A blog previous known as "Intrusion Detection on the Road": March 2007

Friday, March 30, 2007

Mohit's security blog: IPS algorithms...

Mohit's security blog: IPS algorithms...

See what I wrote in previous blog entry.

Background reading: Polygraph - Automatically Generating Signatures for Polymorphic Worms

The next paper from RAID 2006 I will comment is about manipulating Polygraph. Thus it seemed natural that I looked at the original publication Polygraph: Automatic Signature Generation for Polymorphic Worms (2005).

Polygraph is a program that automatically generates signatures for Polymorphic worms; that are worms that change (obfuscate) their appearance from time to time between attacks. Existing worm blocking solutions (before 2005) assumes that worms have the same content from time to time. Thus it is easy to automatically generate signatures (simple single strings of bytes) that filter out worms. However, this assumption does not apply for polymorphic worms.

Since however, the polymorphic worms are targeting specific vulnerabilities some of the payload must be same between all worms, so Polygraph collects suspicious and innocuous payloads, classified using a simple flow classifier, and then extract content signatures from them. Instead of just extracting one single string of bytes, as in previous algorithms, Polygraph extracts sets of byte sequences.

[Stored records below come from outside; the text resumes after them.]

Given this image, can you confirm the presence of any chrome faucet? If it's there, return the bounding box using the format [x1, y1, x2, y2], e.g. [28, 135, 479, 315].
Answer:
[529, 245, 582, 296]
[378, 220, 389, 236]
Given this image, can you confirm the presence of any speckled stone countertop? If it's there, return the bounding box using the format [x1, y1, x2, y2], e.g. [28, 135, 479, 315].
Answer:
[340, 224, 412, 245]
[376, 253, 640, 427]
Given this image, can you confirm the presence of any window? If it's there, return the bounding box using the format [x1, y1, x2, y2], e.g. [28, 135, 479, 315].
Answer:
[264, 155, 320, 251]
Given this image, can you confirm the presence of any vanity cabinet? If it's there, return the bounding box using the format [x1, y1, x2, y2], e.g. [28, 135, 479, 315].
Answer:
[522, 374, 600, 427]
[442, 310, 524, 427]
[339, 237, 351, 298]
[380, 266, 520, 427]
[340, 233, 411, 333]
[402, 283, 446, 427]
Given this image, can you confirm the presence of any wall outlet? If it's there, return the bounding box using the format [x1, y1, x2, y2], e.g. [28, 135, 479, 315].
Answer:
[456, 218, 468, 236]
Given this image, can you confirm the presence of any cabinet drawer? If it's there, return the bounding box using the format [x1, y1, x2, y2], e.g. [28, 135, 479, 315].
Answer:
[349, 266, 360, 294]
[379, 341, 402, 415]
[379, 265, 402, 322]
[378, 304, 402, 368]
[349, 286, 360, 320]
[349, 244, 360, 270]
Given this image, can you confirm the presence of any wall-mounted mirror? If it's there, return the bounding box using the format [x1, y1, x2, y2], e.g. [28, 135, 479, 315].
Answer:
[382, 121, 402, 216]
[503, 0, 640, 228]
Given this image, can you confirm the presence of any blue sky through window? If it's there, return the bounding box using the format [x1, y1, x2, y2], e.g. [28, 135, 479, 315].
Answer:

The extracted byte sequences are used in three different ways for detecting worms :

All byte sequences must be present in payload to indicate an worm
All byte sequences must be present in correct order to indicate an worm
All byte sequences are weighed together using a Naïve Bayes Classifier:

A byte sequence has probability being in a worm or not: P(seq | worm) and P(seq | ~worm)
A score is computed for a payload being a worm were {seq} means all sequences in a payload: score = P({seq} | worm) / P({seq} | ~worm)
Then the score is compared to a threshold and if true, the payload is believed to be an worm: score > tau

To handle the case that there are more than one type of polymorphic worms among the suspicious payloads, Polygraph uses hierarchical clustering of the byte sequences of the payloads. The sequences are merged into clusters by minimizing the false positives tested of the innocuous payloads.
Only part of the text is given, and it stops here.